Infective endocarditis in congenital heart disease, it is not the same

This Danish retrospective study compares infective endocarditis (IE) in patients with congenital heart disease (CHD) versus the population with a structurally normal heart.

Infective endocarditis (IE) in congenital heart disease (CHD) is a feared complication, ranking third among the most frequent complications after heart failure and arrhythmias. Given that the risk of developing this complication is 50 to 100 times higher than in the general population and that 97% of pediatric patients reach adulthood, the lifelong cumulative risk in these patients is significant. The patient profile is distinct, highly heterogeneous, and involves different lifestyles. It is reasonable to assume that the way they develop the disease, as well as its consequences and causative pathogens, also differs.

Today’s article explores a relevant topic, generating evidence on the distinct nature of this complication in CHD patients. The authors utilized the Danish national database to identify all IE cases from 1977 to 2021. Patients with CHD were distinguished, and their baseline characteristics and hospitalization data were analyzed. In-hospital mortality, 1-year mortality, 10-year mortality, and IE recurrences were recorded to enable comparisons.

During this period, 14,040 patients were diagnosed with IE, of whom 895 (6.4%) had CHD. CHD patients were younger (median age 38.8 vs. 70.7 years), had fewer comorbidities, and underwent surgical treatment more frequently during hospitalization (35.7% vs. 23%; p < .001). The majority of IE cases in CHD patients were under 18 years old (76%). When stratifying patients over 18 years into four groups (18-29, 30-49, 50-69, and >70 years), similar differences were observed. However, in patients under 18 years, no such differences were noted, as three out of four of these patients had CHD.

The most common surgery among CHD patients with IE involved the left-sided heart valves (42.6%), followed by right-sided valve surgery (14.4%). In contrast, in the general population, most procedures involved left-sided heart valves (72%), with right-sided valve surgeries being the least frequent (2%).

There was also a difference in the type of causative pathogen. Streptococcus was the most common in one-third of CHD cases, whereas Staphylococcus aureus was the most frequent in the general population, also in one-third of cases. CHD patients had lower in-hospital mortality (5.7% vs. 17%; p < .001), 1-year mortality (9.9% vs. 31.8%; p < .001), and 10-year mortality (23.5% vs. 66.2%; p < .001). The 10-year cumulative incidence of IE was similar in both groups, around 13.5%.

The authors concluded that IE in CHD patients presents distinct characteristics compared to the general population.
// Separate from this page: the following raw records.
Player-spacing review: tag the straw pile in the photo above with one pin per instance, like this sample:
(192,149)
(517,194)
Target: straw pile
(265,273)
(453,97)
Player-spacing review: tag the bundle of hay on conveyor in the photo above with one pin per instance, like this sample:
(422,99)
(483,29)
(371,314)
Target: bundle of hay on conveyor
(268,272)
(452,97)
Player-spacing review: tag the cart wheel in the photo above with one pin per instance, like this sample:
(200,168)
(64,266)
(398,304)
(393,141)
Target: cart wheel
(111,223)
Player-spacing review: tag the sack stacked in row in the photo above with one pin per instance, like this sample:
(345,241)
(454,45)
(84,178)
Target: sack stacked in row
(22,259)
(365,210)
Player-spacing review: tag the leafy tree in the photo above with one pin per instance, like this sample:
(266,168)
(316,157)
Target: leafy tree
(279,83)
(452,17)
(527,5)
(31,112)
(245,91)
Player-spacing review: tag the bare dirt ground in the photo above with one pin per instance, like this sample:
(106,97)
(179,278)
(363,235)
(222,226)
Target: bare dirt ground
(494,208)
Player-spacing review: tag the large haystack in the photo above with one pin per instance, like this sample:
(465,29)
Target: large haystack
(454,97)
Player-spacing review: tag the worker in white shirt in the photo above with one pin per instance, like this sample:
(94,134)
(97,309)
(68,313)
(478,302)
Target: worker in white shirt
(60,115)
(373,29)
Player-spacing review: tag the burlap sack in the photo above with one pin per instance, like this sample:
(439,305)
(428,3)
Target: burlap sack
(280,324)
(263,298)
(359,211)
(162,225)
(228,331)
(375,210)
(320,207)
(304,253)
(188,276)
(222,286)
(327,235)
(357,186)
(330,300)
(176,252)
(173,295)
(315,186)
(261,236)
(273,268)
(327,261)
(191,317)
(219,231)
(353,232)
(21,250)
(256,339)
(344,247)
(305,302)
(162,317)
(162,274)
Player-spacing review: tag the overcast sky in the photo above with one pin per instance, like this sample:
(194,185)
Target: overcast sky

Additionally, their short- and long-term prognosis is significantly better. In children and adolescents, the presence of IE should prompt suspicion of an underlying CHD.

COMMENTARY:

From this study on the epidemiology of IE, we can extract two key insights. First, IE in children and adolescents is frequently associated with CHD. Second, IE-related mortality is lower in adult CHD patients compared to the general population. However, considering the life expectancy of these patients, a 6% mortality rate in individuals with a median age of 38 years remains a concerning figure. Interestingly, the incidence of IE has increased over the years in non-CHD patients, whereas it has remained stable in CHD patients. Consequently, there has been a proportional decline in IE cases among CHD patients. Analyzing case distribution, CHD patients exhibit a more uniform incidence across age groups, whereas in the general population, incidence increases with age. Despite these comparisons, CHD patients are younger, have fewer comorbidities, are closely monitored, are aware of their risk of developing this complication, receive more preventive measures, and have a lower threshold for surgical intervention. All these factors contribute to their lower mortality rate compared to the general population.

Despite being the most extensive publication on IE, covering a 42-year period with minimal data loss, caution is required when interpreting and extrapolating its findings. The reliability of coding in registry data must be considered. Notably, 20% of CHD patients with IE were classified as having atrial septal defects—a condition that does not inherently predispose to IE and is likely an incidental diagnosis. Additionally, limited clinical data are available regarding the specific location of IE, symptoms, antibiotic therapy, and imaging studies.

Despite these limitations, the study remains highly valuable. It raises questions about which microorganisms should be empirically covered or whether broader prophylactic antibiotic strategies should be considered. The likelihood of developing IE was higher in patients with intermediate-risk CHD than in those with high-risk CHD. Should antibiotic prophylaxis be recommended for intermediate-risk patients undergoing invasive procedures?

Much has been written about the history of CHD patients, but the future of our patients is shaped by the decisions we make today. Studies like this reaffirm that CHD patients cannot be managed in the same way as the general population. They provide guidance for refining the care of this highly heterogeneous group.

REFERENCE:

Havers-Borgersen E, Østergaard L, Holgersson CK, Stahl A, Schmidt MR, Smerup M, et al. Infective endocarditis with or without congenital heart disease: clinical features and outcomes. Eur Heart J. 2024 Nov 21;45(44):4704-4715. doi: 10.1093/eurheartj/ehae548.